Equation parser

A Neuron or Synapse instance is primarily defined by two sets of values which must be specified in its constructor:

  • Parameters are values such as time constants which are constant during the simulation. They can be the same throughout the population/projection (global), or take different values for each neuron/synapse (local). In projections, they can also be semiglobal: one value per post-synaptic neuron.

  • Variables are neuronal variables (for example the membrane potential or firing rate) or synaptic variables (the synaptic efficiency) whose value evolve with time during the simulation. The equation (which can be an ordinary differential equation or not) ruling their evolution can be described using a specific equation-oriented language.

Parameters

Parameters are provided to Neuron or Synapse models using dictionaries:

neuron = ann.Neuron(
    parameters = dict(
        tau = 10.0,
        baseline = -0.1,
    )
)

A multiline string can also be passed (see below).

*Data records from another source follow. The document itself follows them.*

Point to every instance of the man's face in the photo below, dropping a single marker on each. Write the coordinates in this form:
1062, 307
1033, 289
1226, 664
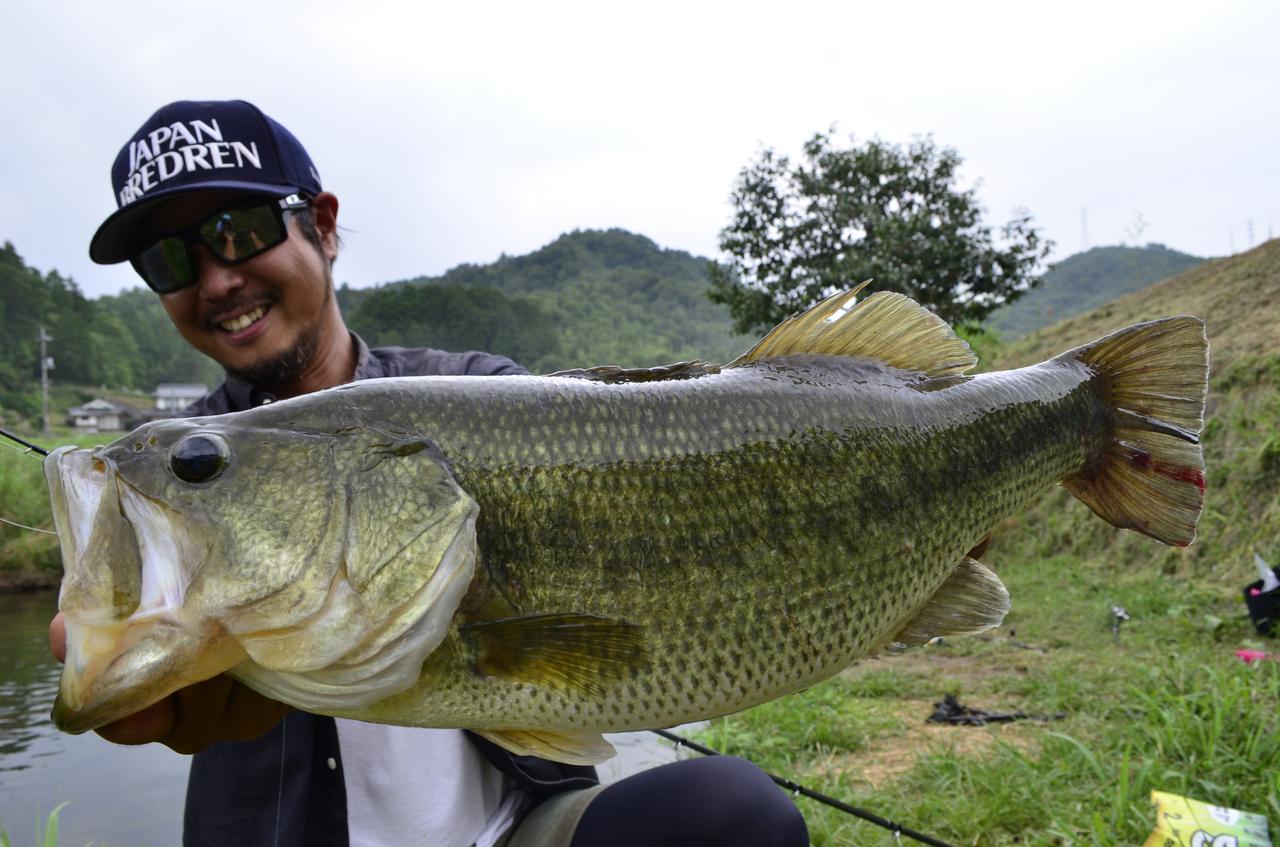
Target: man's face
260, 320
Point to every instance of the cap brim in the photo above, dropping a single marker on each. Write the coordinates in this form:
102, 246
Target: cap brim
114, 241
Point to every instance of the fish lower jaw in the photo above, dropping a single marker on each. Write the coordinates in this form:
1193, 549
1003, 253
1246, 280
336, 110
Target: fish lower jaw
118, 669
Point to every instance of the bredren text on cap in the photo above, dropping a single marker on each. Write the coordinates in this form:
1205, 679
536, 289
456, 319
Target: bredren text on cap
222, 145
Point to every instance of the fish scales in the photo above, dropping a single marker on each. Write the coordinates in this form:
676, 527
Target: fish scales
543, 559
787, 472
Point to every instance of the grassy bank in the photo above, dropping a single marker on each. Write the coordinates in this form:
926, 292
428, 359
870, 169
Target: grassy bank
30, 559
1165, 704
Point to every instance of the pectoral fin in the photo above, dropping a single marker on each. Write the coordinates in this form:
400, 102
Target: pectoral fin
972, 600
577, 654
570, 747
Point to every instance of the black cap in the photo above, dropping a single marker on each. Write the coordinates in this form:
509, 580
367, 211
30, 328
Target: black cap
223, 145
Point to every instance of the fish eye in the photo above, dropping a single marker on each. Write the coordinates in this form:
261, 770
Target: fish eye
199, 458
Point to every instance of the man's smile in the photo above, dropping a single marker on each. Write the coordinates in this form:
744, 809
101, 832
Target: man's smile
242, 325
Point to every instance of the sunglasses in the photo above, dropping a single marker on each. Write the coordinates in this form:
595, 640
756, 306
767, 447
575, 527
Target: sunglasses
232, 236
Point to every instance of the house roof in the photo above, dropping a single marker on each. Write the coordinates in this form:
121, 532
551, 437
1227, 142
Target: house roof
181, 389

As a neuron/synapse type is likely to be reused in different populations/projections, it is good practice to set reasonable initial values in the neuron/synapse type, and eventually adapt them to the corresponding populations/projections later on.

Local vs. global parameters

Neural parameters can be either local (each neuron has a different value of the parameter) or global (the value is the same for all neurons of a population - but can be different in two populations using the same neuron type).

The default locality of a parameter is global. The Parameter dataclass allows to tell ANNarchy that the parameter has to be local, i.e. it should take one value per neuron in the population.

neuron = ann.Neuron(
    parameters = dict(
        tau = ann.Parameter(10.0),
        baseline = ann.Parameter(-0.1),
    )
)

ann.Parameter() also allows to define global parameters, but it is longer:

neuron = ann.Neuron(
    parameters = dict(
        tau = ann.Parameter(10.0, locality='global'), # or just: tau = 10.0
        baseline = ann.Parameter(-0.1, locality='global'), # or just: baseline = -0.1
    )
)

For synapses, there are three different localities (see Locality):

  • 'local': one value per synapse in the projection (e.g. the synaptic efficiency).
  • 'semiglobal': one value per post-synaptic neuron in the projection.
  • 'global': one value per projection.

These strings can be passed to the parameter dataclass. 'global' is still the default.

Type of the parameter

Parameters have floating-point precision by default. If you want to force the parameter to be an integer or boolean, you can set the type argument of parameter:

neuron = ann.Neuron(
    parameters = dict(
        number_spikes = ann.Parameter(0, type=int),
        activated = ann.Parameter(False, locality='global', type=bool),
    )
)
"""

Constants

Alternatively, it is possible to use external constants in the parameter definition by using their name (see later):

tau_exc = ann.Constant('tau_exc', 10.0)

neuron = ann.Neuron(
    parameters = dict(
        tau = 'tau_exc'
    ),
)

The advantage of this method is that if a parameter value is "shared" across several neuron/synapse types, you only need to change the value once, instead of in each neuron/synapse definition.

Variables

Time-varying variables are defined using a list of strings (or ann.Variable instances):

neuron = ann.Neuron(
    parameters = dict(
        tau = 10.0,
        baseline = -0.1,
    ),
    equations = [
        'noise += Uniform(-0.1, 0.1)',
        'tau * dv/dt  + v = baseline + noise',
        'r = pos(v)',
    ]

The evolution of each variable with time can be described through a simple equation or an ordinary differential equation (ODE). ANNarchy provides a simple parser for mathematical expressions, whose role is to translate a high-level description of the equation into an optimized C++ code snippet.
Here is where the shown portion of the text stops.